In sum, they concluded, “The Mediterranean diet contains a balanced and balanced mixture of the healthy and unhealthy foods, and provides beneficial nutrients to human beings in all types of cultures.”

Cut the carbohydrates, eat like the natural world

Another result of the study: The Mediterranean diet was also found to increase both production of oxygen and production of nitric oxide — a factor that influences cardiovascular health.

The nutrients that are critical for building a heart will only be possible with a balanced amount of carbohydrates, the study found.

Carbohydrates that contribute to total energy supply are important.

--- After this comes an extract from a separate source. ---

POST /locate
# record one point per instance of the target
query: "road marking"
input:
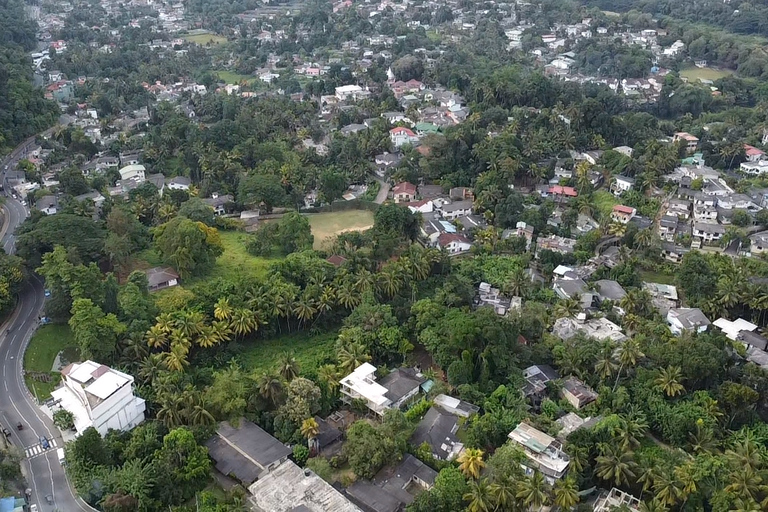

However, the European Food Safety Authority is clear that all carbohydrates, including high-quality non-starchy foods, can contribute to blood glucose levels. (While most adults should have less than 30 grams of this kind of carbohydrate per day, children have a lower ceiling at 20 grams per day).

For some, the authors write, who tend to be less sensitive to high blood sugar levels, the emphasis on legumes (beans, lentils, chickpeas, corn, potatoes and rice) may be important for maintaining a healthy body. Many studies have shown a relationship between beneficial properties and polyphenols. That said, the authors admit, “it is uncertain how much polyphenols in legumes influence cardiovascular disease, specifically.”

The Mediterranean diet may also improve patients’ blood pressure and cardiovascular risk factors.

Exercise and get active: That’s one step to improving your diet.

And, the authors note, maintaining a balanced diet is important. “All too often, people are ‘sweating out’ fat and may overlook its protective properties, even though eating a balanced diet provides a diet that will minimize any harmful effects of excess trans fat and include the nutrients that matter to most people,” they wrote.